From Tesla, Citibank and AstraZeneca that propelled Pudong's 30-year development, it's not difficult to see how the new area welcomes financial, high technology companies and future industries.

But Xi also said that coronavirus would bring some impact to the region's growth this year, as he forecast about 5 percent growth this year for Pudong and 3-4 percent growth for China.

A beacon in anti-globalization wave

Experts noted that the development of Pudong could provide a significant reference to the economic and social development of other countries and regions at a time when anti-globalization is on the rise as the coronavirus spreads worldwide.

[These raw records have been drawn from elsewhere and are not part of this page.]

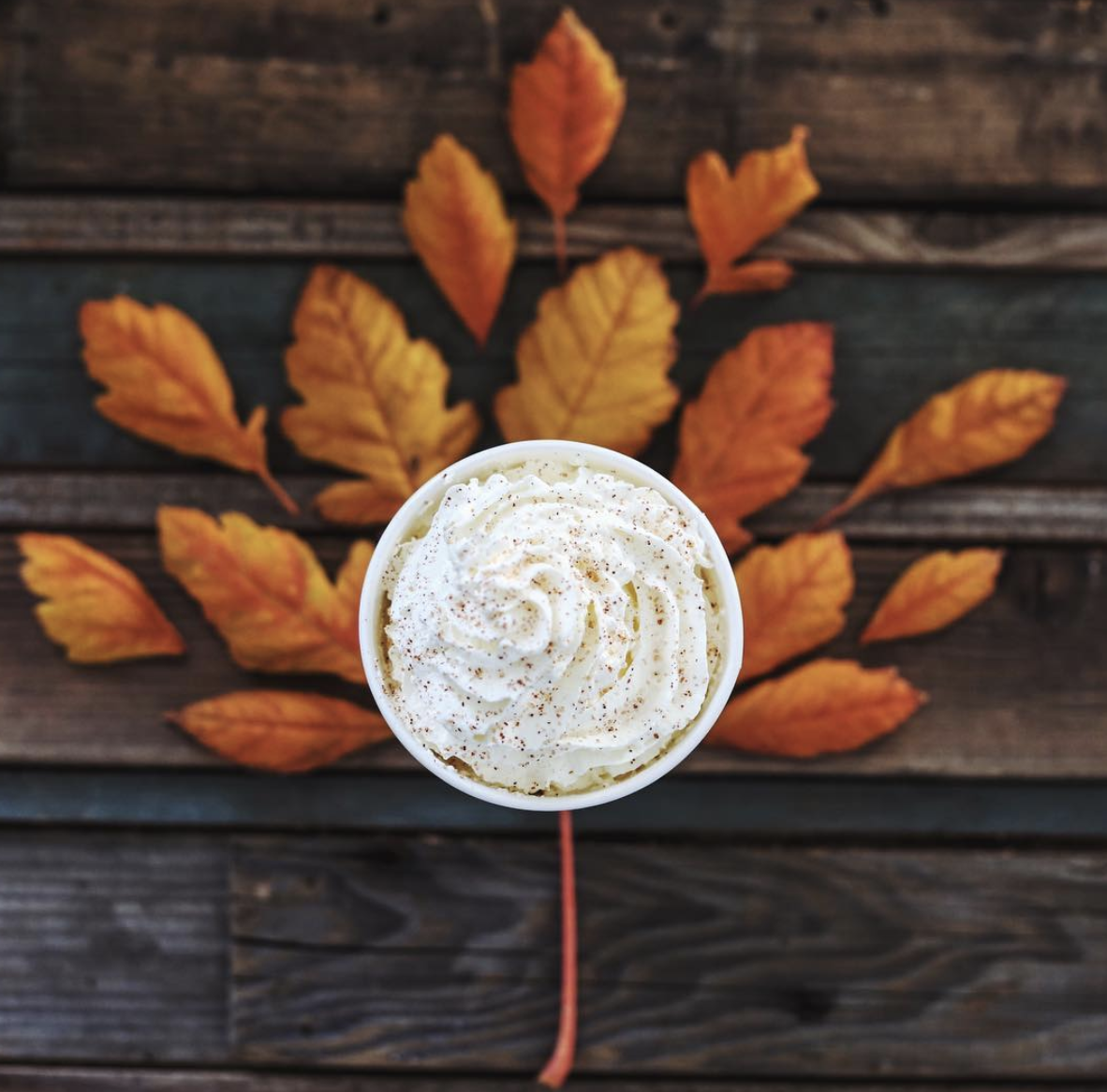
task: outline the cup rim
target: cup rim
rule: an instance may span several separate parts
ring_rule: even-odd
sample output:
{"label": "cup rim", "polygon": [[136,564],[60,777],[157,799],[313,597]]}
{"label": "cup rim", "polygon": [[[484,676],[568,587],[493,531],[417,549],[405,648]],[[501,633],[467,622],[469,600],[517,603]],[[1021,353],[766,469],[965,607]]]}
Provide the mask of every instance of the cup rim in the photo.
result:
{"label": "cup rim", "polygon": [[711,521],[669,478],[640,463],[637,459],[594,444],[570,440],[524,440],[486,447],[439,471],[404,502],[376,543],[373,557],[365,570],[358,610],[358,638],[362,667],[369,688],[376,701],[376,708],[401,745],[416,762],[430,770],[435,776],[477,800],[528,812],[577,811],[582,807],[608,804],[644,789],[683,762],[703,741],[723,711],[738,678],[745,638],[737,585],[733,579],[720,578],[716,583],[722,599],[723,656],[714,689],[708,694],[703,708],[684,729],[681,738],[668,751],[640,770],[599,789],[589,789],[565,795],[530,796],[526,793],[513,792],[510,789],[488,785],[475,777],[466,776],[417,739],[403,723],[384,687],[376,640],[377,618],[384,598],[384,569],[396,547],[406,540],[416,518],[423,515],[432,504],[437,505],[442,494],[451,485],[482,473],[494,472],[498,467],[517,465],[529,459],[551,456],[577,459],[593,470],[613,471],[631,482],[656,490],[695,524],[703,537],[712,566],[721,574],[727,573],[731,568],[726,549],[715,528],[711,525]]}

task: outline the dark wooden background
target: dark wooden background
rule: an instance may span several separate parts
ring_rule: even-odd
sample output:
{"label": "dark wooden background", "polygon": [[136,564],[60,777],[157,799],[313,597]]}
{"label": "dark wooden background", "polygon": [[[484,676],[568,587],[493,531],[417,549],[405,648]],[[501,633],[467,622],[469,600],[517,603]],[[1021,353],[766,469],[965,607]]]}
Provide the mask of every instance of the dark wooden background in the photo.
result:
{"label": "dark wooden background", "polygon": [[[383,746],[334,771],[231,770],[161,720],[244,684],[162,571],[158,503],[306,533],[254,482],[92,410],[76,308],[187,310],[240,408],[281,369],[312,262],[341,261],[442,348],[489,418],[555,284],[506,136],[505,76],[546,0],[0,0],[0,1090],[426,1092],[528,1085],[557,1019],[548,817],[452,793]],[[679,330],[694,391],[754,326],[837,330],[839,406],[776,538],[841,496],[888,430],[989,367],[1068,377],[1054,435],[972,481],[846,524],[853,638],[943,544],[1008,546],[954,629],[866,652],[933,700],[858,754],[701,751],[580,815],[575,1086],[1042,1092],[1107,1082],[1107,4],[685,0],[578,6],[629,107],[570,223],[632,243],[687,300],[687,161],[813,131],[824,198],[765,247],[800,276]],[[413,260],[397,197],[441,131],[521,223],[479,352]],[[495,442],[492,429],[482,442]],[[273,431],[308,499],[324,468]],[[648,453],[665,468],[672,429]],[[15,576],[22,528],[133,565],[180,663],[74,669]],[[335,693],[355,688],[323,684]],[[1069,1083],[1069,1082],[1076,1082]]]}

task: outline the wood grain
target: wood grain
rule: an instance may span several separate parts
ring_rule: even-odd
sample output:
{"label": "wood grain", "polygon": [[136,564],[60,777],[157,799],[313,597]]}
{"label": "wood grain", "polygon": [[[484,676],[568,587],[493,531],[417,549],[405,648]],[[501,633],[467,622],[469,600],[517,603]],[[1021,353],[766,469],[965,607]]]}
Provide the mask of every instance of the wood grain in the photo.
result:
{"label": "wood grain", "polygon": [[[898,839],[964,845],[1107,839],[1103,781],[772,777],[676,772],[573,817],[582,836]],[[552,836],[544,812],[485,804],[425,770],[329,770],[304,777],[244,770],[0,768],[0,822],[373,833]]]}
{"label": "wood grain", "polygon": [[[300,502],[290,516],[256,482],[225,473],[113,471],[9,471],[0,474],[0,529],[148,530],[158,505],[244,512],[261,523],[314,534],[335,534],[311,508],[334,478],[286,477]],[[761,538],[806,530],[841,501],[848,487],[801,485],[748,521]],[[1035,485],[942,485],[882,496],[840,524],[856,542],[1107,543],[1107,487]],[[375,536],[376,528],[369,529]]]}
{"label": "wood grain", "polygon": [[[495,390],[514,378],[516,339],[532,321],[541,292],[556,282],[552,265],[516,270],[486,352],[476,349],[417,266],[353,268],[401,303],[415,333],[442,349],[453,369],[453,396],[475,399],[489,421]],[[276,410],[291,401],[281,356],[308,269],[300,261],[0,262],[0,466],[203,470],[204,463],[135,440],[93,410],[94,384],[80,363],[80,305],[117,291],[177,305],[211,336],[239,409]],[[690,299],[699,268],[668,272],[674,296]],[[1027,457],[981,481],[1103,485],[1107,275],[810,270],[785,292],[713,299],[686,313],[674,379],[691,395],[720,353],[749,329],[800,319],[832,322],[837,337],[837,409],[810,446],[814,480],[857,478],[892,427],[925,398],[1002,365],[1057,371],[1070,387],[1056,432]],[[671,467],[674,436],[674,425],[662,429],[645,461]],[[270,437],[279,473],[320,472],[290,450],[276,426]],[[497,441],[489,425],[479,443]]]}
{"label": "wood grain", "polygon": [[[249,674],[227,658],[195,604],[161,569],[148,535],[83,534],[91,545],[132,566],[179,627],[184,662],[149,661],[108,668],[69,665],[39,631],[32,598],[19,583],[10,536],[0,537],[0,760],[100,765],[215,765],[162,721],[166,709],[287,679]],[[338,538],[313,538],[334,566]],[[844,637],[831,655],[856,657],[856,635],[877,599],[920,550],[856,549],[858,591]],[[954,628],[913,641],[876,646],[867,663],[899,666],[932,696],[901,731],[856,754],[810,763],[745,759],[702,748],[682,768],[689,774],[788,771],[813,775],[941,774],[953,777],[1107,776],[1101,710],[1107,703],[1107,580],[1101,547],[1018,547],[1008,553],[996,596]],[[297,686],[315,687],[310,678]],[[364,688],[321,680],[328,693],[363,701]],[[356,766],[413,769],[385,744]]]}
{"label": "wood grain", "polygon": [[[511,210],[520,260],[550,259],[545,214]],[[569,255],[632,244],[666,260],[700,251],[679,205],[599,204],[575,213]],[[0,254],[410,258],[392,202],[211,197],[0,196]],[[1087,213],[814,208],[756,254],[806,266],[1107,269],[1107,219]]]}
{"label": "wood grain", "polygon": [[[1101,1081],[1105,865],[1093,849],[581,838],[580,1079]],[[556,883],[551,837],[8,831],[0,1049],[294,1064],[265,1074],[276,1092],[354,1064],[529,1078],[556,1019]],[[92,1092],[97,1072],[51,1086]],[[0,1071],[0,1088],[45,1075]],[[256,1086],[113,1086],[198,1078]]]}
{"label": "wood grain", "polygon": [[[240,842],[231,1019],[267,1064],[531,1071],[556,1019],[556,849]],[[1107,1072],[1095,853],[582,841],[587,1074]]]}
{"label": "wood grain", "polygon": [[[979,1084],[944,1084],[944,1092],[981,1092]],[[341,1073],[284,1074],[251,1071],[80,1069],[0,1067],[0,1092],[534,1092],[531,1078],[412,1076]],[[610,1092],[611,1082],[572,1079],[573,1092]],[[676,1080],[619,1081],[620,1092],[918,1092],[917,1084],[819,1081]],[[1066,1092],[1094,1092],[1095,1085],[1067,1084]],[[987,1092],[1056,1092],[1046,1084],[989,1084]]]}
{"label": "wood grain", "polygon": [[[441,131],[513,194],[506,79],[558,0],[12,0],[12,188],[395,195]],[[1107,43],[1070,0],[584,0],[630,106],[588,196],[674,199],[689,159],[811,127],[831,197],[1103,203]],[[495,18],[488,18],[494,12]]]}
{"label": "wood grain", "polygon": [[227,863],[210,839],[0,836],[0,1053],[226,1055]]}

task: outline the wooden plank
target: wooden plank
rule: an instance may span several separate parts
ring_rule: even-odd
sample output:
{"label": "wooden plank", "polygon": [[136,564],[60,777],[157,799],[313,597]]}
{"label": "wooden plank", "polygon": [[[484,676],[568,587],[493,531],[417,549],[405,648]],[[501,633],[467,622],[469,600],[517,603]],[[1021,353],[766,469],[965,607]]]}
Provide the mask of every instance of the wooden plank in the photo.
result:
{"label": "wooden plank", "polygon": [[[0,1067],[0,1092],[534,1092],[531,1078],[405,1076],[359,1073],[273,1073],[251,1071],[79,1069]],[[610,1081],[573,1076],[573,1092],[610,1092]],[[943,1084],[944,1092],[1056,1092],[1056,1085]],[[918,1084],[863,1084],[730,1080],[619,1081],[620,1092],[918,1092]],[[1095,1085],[1066,1084],[1066,1092],[1094,1092]]]}
{"label": "wooden plank", "polygon": [[[301,261],[0,262],[0,465],[192,471],[204,464],[143,443],[102,420],[80,364],[75,315],[82,301],[117,291],[184,308],[208,331],[227,363],[242,409],[288,404],[281,354]],[[453,394],[477,401],[490,420],[494,391],[514,375],[517,336],[532,321],[551,264],[514,275],[504,315],[480,352],[426,275],[410,261],[354,266],[397,300],[414,332],[428,337],[453,368]],[[669,270],[687,300],[701,270]],[[889,431],[925,398],[989,367],[1044,368],[1070,381],[1054,435],[986,481],[1101,486],[1107,466],[1107,275],[1025,275],[819,269],[770,297],[710,300],[685,316],[673,375],[687,393],[718,354],[752,327],[813,319],[837,331],[837,410],[813,445],[816,481],[847,482],[869,464]],[[314,472],[270,430],[280,472]],[[675,429],[644,453],[672,465]],[[480,443],[494,443],[489,425]],[[276,505],[273,506],[276,511]]]}
{"label": "wooden plank", "polygon": [[[588,1074],[1103,1078],[1100,854],[578,845]],[[266,1064],[532,1072],[552,839],[260,839],[232,1043]]]}
{"label": "wooden plank", "polygon": [[[131,565],[180,627],[184,662],[108,668],[68,665],[38,629],[32,598],[15,575],[11,536],[0,537],[0,760],[100,765],[211,765],[216,760],[162,721],[174,709],[251,686],[297,684],[237,669],[195,604],[166,576],[148,535],[86,534],[91,545]],[[345,543],[314,539],[334,566]],[[830,655],[858,655],[856,635],[877,599],[918,549],[858,547],[858,591],[846,636]],[[857,754],[814,763],[744,759],[701,749],[689,773],[790,771],[866,776],[1107,776],[1107,626],[1105,553],[1097,548],[1018,547],[1008,553],[996,596],[955,628],[866,650],[866,663],[898,665],[933,700],[900,732]],[[300,684],[315,687],[304,677]],[[363,700],[363,688],[320,683]],[[413,769],[399,746],[366,752],[355,764]]]}
{"label": "wooden plank", "polygon": [[[147,530],[158,505],[172,504],[245,512],[261,523],[334,534],[339,528],[311,508],[312,498],[333,481],[319,474],[286,477],[282,484],[301,505],[300,514],[290,516],[240,474],[8,471],[0,475],[0,528]],[[803,485],[748,526],[762,538],[806,530],[846,490],[830,483]],[[877,497],[848,515],[841,527],[855,540],[1105,543],[1107,488],[943,484]]]}
{"label": "wooden plank", "polygon": [[193,836],[0,836],[0,1053],[226,1054],[227,863]]}
{"label": "wooden plank", "polygon": [[[549,218],[518,205],[520,260],[552,256]],[[675,261],[700,257],[679,205],[586,205],[569,254],[632,244]],[[0,196],[0,254],[410,258],[392,202],[211,197]],[[1088,213],[814,208],[756,254],[807,266],[1107,269],[1107,218]]]}
{"label": "wooden plank", "polygon": [[[0,822],[552,836],[556,820],[474,800],[423,770],[280,777],[234,770],[0,768]],[[677,771],[603,807],[578,833],[796,839],[1107,839],[1092,780],[903,779],[801,772],[701,777]]]}
{"label": "wooden plank", "polygon": [[[555,0],[6,6],[14,188],[394,194],[441,131],[517,194],[506,76]],[[814,132],[831,196],[1103,203],[1104,45],[1068,0],[584,0],[630,106],[589,195],[672,199],[704,147]],[[493,17],[489,17],[493,13]]]}

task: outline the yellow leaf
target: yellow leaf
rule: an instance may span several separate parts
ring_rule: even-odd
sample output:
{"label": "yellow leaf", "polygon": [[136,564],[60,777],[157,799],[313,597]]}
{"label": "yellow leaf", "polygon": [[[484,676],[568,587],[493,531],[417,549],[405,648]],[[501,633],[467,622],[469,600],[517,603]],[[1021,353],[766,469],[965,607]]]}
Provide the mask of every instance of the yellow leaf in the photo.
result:
{"label": "yellow leaf", "polygon": [[948,549],[920,557],[881,600],[861,642],[891,641],[942,629],[995,590],[1002,549]]}
{"label": "yellow leaf", "polygon": [[404,503],[366,480],[335,482],[315,497],[315,507],[333,523],[364,525],[387,523]]}
{"label": "yellow leaf", "polygon": [[346,605],[355,618],[358,607],[361,604],[361,586],[365,583],[365,571],[372,559],[373,544],[359,539],[350,547],[350,552],[334,578],[334,589],[339,594],[339,599]]}
{"label": "yellow leaf", "polygon": [[404,229],[451,307],[483,346],[515,260],[516,226],[490,174],[454,137],[435,140],[404,190]]}
{"label": "yellow leaf", "polygon": [[925,700],[894,668],[814,660],[739,693],[708,740],[756,754],[810,759],[887,735]]}
{"label": "yellow leaf", "polygon": [[394,512],[473,444],[480,422],[469,402],[446,409],[449,370],[438,350],[412,341],[372,285],[320,266],[292,329],[284,360],[303,404],[284,411],[282,427],[309,459],[364,475],[374,512]]}
{"label": "yellow leaf", "polygon": [[289,690],[239,690],[165,715],[216,754],[275,773],[315,770],[391,734],[380,713]]}
{"label": "yellow leaf", "polygon": [[34,612],[74,663],[184,652],[180,633],[131,569],[69,535],[25,534],[17,542],[25,558],[19,575],[45,599]]}
{"label": "yellow leaf", "polygon": [[797,125],[792,140],[767,152],[742,157],[732,175],[717,152],[696,156],[687,172],[689,217],[707,262],[700,296],[764,291],[787,284],[783,261],[752,262],[766,268],[734,268],[734,262],[778,231],[819,192],[807,166],[807,130]]}
{"label": "yellow leaf", "polygon": [[762,327],[720,357],[684,408],[673,482],[728,550],[749,540],[738,521],[790,493],[806,473],[799,449],[834,409],[832,373],[829,326]]}
{"label": "yellow leaf", "polygon": [[886,490],[960,477],[1026,453],[1052,427],[1065,380],[995,369],[935,394],[899,425],[857,488],[821,524]]}
{"label": "yellow leaf", "polygon": [[566,8],[529,64],[511,74],[508,125],[530,188],[554,216],[565,265],[565,218],[608,154],[627,105],[611,55]]}
{"label": "yellow leaf", "polygon": [[[252,671],[322,671],[363,682],[358,595],[368,544],[355,543],[335,586],[311,547],[237,512],[157,513],[162,560],[199,601],[235,662]],[[360,587],[359,587],[360,590]]]}
{"label": "yellow leaf", "polygon": [[759,546],[734,567],[742,595],[742,678],[753,679],[824,645],[846,625],[853,566],[837,532]]}
{"label": "yellow leaf", "polygon": [[641,451],[679,396],[676,318],[655,258],[627,248],[578,268],[519,341],[519,381],[496,395],[504,436]]}
{"label": "yellow leaf", "polygon": [[296,502],[266,462],[266,411],[244,425],[223,362],[204,331],[175,307],[126,296],[85,303],[81,336],[89,374],[107,390],[96,409],[144,440],[257,474],[292,513]]}

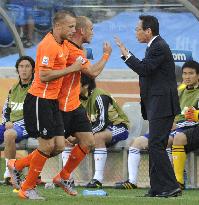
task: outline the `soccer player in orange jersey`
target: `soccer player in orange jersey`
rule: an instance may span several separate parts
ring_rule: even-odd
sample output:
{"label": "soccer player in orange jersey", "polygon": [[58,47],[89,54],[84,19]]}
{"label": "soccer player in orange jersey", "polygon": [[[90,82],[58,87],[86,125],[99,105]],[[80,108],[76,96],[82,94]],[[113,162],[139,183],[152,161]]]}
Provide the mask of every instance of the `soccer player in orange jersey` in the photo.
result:
{"label": "soccer player in orange jersey", "polygon": [[70,183],[69,177],[71,172],[85,158],[94,146],[94,136],[92,134],[92,126],[87,117],[85,108],[80,105],[80,78],[81,72],[96,77],[103,70],[112,48],[109,43],[103,45],[103,56],[94,65],[91,65],[86,59],[83,43],[89,43],[93,36],[93,24],[85,16],[76,18],[76,33],[72,42],[65,42],[69,49],[67,66],[74,63],[77,57],[82,59],[83,69],[68,74],[63,79],[62,88],[58,97],[59,109],[62,111],[65,137],[74,136],[78,139],[78,144],[71,150],[67,163],[62,171],[53,179],[53,182],[62,187],[70,195],[76,195],[77,192],[72,188],[68,189]]}
{"label": "soccer player in orange jersey", "polygon": [[29,136],[37,138],[39,146],[27,157],[8,162],[15,187],[21,183],[19,172],[24,165],[29,166],[18,193],[21,198],[43,199],[35,190],[37,178],[46,160],[64,149],[64,125],[57,98],[63,76],[82,68],[80,60],[67,65],[69,51],[63,44],[64,40],[72,38],[75,26],[73,13],[58,12],[53,19],[52,32],[38,45],[35,78],[24,102],[24,120]]}

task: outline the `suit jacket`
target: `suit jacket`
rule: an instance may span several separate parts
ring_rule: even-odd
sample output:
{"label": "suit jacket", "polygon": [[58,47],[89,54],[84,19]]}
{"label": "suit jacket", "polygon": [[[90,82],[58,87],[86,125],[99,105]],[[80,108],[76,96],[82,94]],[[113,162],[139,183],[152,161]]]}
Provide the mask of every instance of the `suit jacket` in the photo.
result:
{"label": "suit jacket", "polygon": [[157,36],[142,61],[131,53],[125,63],[139,75],[144,119],[152,120],[180,113],[175,64],[164,39]]}

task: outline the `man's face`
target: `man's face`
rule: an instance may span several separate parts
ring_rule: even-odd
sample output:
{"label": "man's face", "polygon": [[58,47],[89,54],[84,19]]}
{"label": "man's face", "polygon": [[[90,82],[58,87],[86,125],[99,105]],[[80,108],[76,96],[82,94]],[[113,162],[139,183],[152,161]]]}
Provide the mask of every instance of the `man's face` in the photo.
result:
{"label": "man's face", "polygon": [[60,37],[62,40],[71,40],[75,33],[76,19],[67,16],[60,23]]}
{"label": "man's face", "polygon": [[93,24],[89,20],[86,23],[86,28],[83,28],[83,42],[90,43],[93,38]]}
{"label": "man's face", "polygon": [[28,60],[22,60],[18,65],[18,74],[21,81],[28,81],[32,78],[32,65]]}
{"label": "man's face", "polygon": [[140,43],[148,43],[150,41],[151,29],[143,30],[142,21],[140,20],[135,28],[136,38]]}
{"label": "man's face", "polygon": [[182,80],[187,86],[195,86],[198,84],[199,75],[196,70],[185,67],[182,72]]}

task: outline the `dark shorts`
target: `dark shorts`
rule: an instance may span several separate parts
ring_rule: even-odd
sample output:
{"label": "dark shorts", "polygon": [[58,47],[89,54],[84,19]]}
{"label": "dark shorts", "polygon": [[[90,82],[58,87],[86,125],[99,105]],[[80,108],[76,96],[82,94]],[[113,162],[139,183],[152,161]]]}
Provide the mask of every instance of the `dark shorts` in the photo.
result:
{"label": "dark shorts", "polygon": [[57,100],[27,94],[24,101],[24,121],[30,137],[51,139],[64,136],[64,125]]}
{"label": "dark shorts", "polygon": [[82,106],[70,112],[62,111],[62,117],[66,138],[75,132],[92,132],[91,123],[86,110]]}
{"label": "dark shorts", "polygon": [[[176,128],[175,130],[172,130],[169,134],[169,136],[171,137],[175,137],[177,133],[180,132],[184,132],[187,129],[192,128],[193,126],[187,126],[187,127],[180,127],[180,128]],[[149,133],[144,134],[144,137],[146,137],[147,139],[149,139]]]}
{"label": "dark shorts", "polygon": [[185,145],[186,153],[199,148],[199,126],[190,128],[183,132],[187,136],[187,145]]}
{"label": "dark shorts", "polygon": [[129,136],[129,131],[126,125],[122,123],[119,125],[109,125],[107,129],[110,130],[112,133],[111,142],[107,144],[107,147],[113,146],[119,141],[126,140]]}
{"label": "dark shorts", "polygon": [[[25,130],[24,125],[17,125],[16,123],[13,126],[13,129],[17,133],[16,143],[21,142],[24,139],[28,138],[27,131]],[[0,144],[4,142],[4,132],[6,131],[5,125],[0,125]]]}

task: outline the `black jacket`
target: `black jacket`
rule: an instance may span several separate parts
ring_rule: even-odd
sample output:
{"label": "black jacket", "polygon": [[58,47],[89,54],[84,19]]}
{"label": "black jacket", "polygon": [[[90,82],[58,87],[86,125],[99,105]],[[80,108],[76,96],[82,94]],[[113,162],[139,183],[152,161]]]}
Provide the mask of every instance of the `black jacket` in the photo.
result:
{"label": "black jacket", "polygon": [[175,64],[164,39],[156,37],[142,61],[132,54],[126,64],[139,75],[144,119],[152,120],[180,113]]}

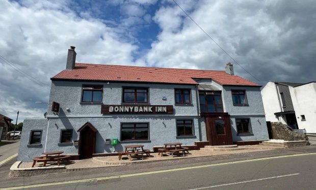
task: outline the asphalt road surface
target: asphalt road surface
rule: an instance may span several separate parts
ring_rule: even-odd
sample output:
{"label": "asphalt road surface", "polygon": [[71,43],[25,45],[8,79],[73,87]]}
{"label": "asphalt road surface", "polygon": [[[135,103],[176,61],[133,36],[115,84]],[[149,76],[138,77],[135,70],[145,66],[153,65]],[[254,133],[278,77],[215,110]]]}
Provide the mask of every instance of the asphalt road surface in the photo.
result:
{"label": "asphalt road surface", "polygon": [[0,167],[11,159],[16,159],[20,141],[0,147]]}
{"label": "asphalt road surface", "polygon": [[15,184],[9,189],[315,189],[315,160],[316,153],[304,153],[51,183],[38,181],[31,186]]}

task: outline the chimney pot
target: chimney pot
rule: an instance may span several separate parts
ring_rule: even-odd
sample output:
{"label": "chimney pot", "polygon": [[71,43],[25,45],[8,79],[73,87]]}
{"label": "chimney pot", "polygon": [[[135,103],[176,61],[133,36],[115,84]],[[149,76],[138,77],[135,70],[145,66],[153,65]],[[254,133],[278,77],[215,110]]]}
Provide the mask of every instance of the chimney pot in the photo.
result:
{"label": "chimney pot", "polygon": [[232,65],[230,63],[228,63],[226,64],[225,67],[225,72],[227,74],[230,75],[234,75],[234,68],[232,67]]}
{"label": "chimney pot", "polygon": [[71,70],[74,68],[74,64],[76,62],[76,55],[77,55],[74,51],[75,48],[74,46],[71,46],[70,49],[68,50],[68,56],[66,65],[66,69]]}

"Pudong is a successful case in China's reform and opening up. The region's experience shows what opening-up means to a place, and why global economic integration is the general trend," Xie Guoping said. "Today's Pudong also gives us the confidence to understand what we have done right since the reform and opening up," Xie noted.

Thirty years ago, there was nothing but some scattered ports, warehouses and farming fields in Pudong. People living in Pudong had to take a ferry to Puxi (western area of Huangpu River) to see the doctor for serious illness or go to theaters. Now, in every square kilometer in Pudong, there are about two high-tech enterprises. It is also home to 240 overseas-invested research centers and 332 regional headquarters for overseas companies, not to mention the numerous infrastructure facilities and public consumption places, Xie said. 

While the US and Japan are reportedly encouraging their companies to withdraw from China, Pudong and Shanghai are still winning foreign investment and companies. On April 10, Shanghai issued certificates to 21 international companies as an acknowledgment of settling down their regional headquarters in the city, among which eight are in Pudong.

In addition, 21 key foreign investment projects, worth more than $1.7 billion, were also settled in Pudong on February 26 via an online signing ceremony, which covers different sectors including supply chain management, medical equipment, intelligent manufacturing, and asset management.

Zhu Ying, an economics professor with the School of Finance and Business of Shanghai Normal University, told the Global Times that foreign investment will keep coming into China despite the influence of the pandemic. 

"There is not any other big market as China," Zhu said. "For instance, Tesla came to Pudong to set up a factory amid the twisty period of China-US trade war. It will not easily leave (because of external setbacks) as it is dedicated to developing the Chinese market."

CG Lai, CEO of BNP Paribas (China) Ltd, whose Chinese headquarters are located in Pudong's financial zone Lujiazui, told the Global Times he thought Lujiazui has some of the most professional, market-understanding and friendly-to-overseas-investors government officials in China and some organizations help coordinate communication between overseas companies and the government regulators.  

"This can be hardly seen in other places in China. We are grateful for that, and it intensifies our ambition to explore the Chinese market," Lai said.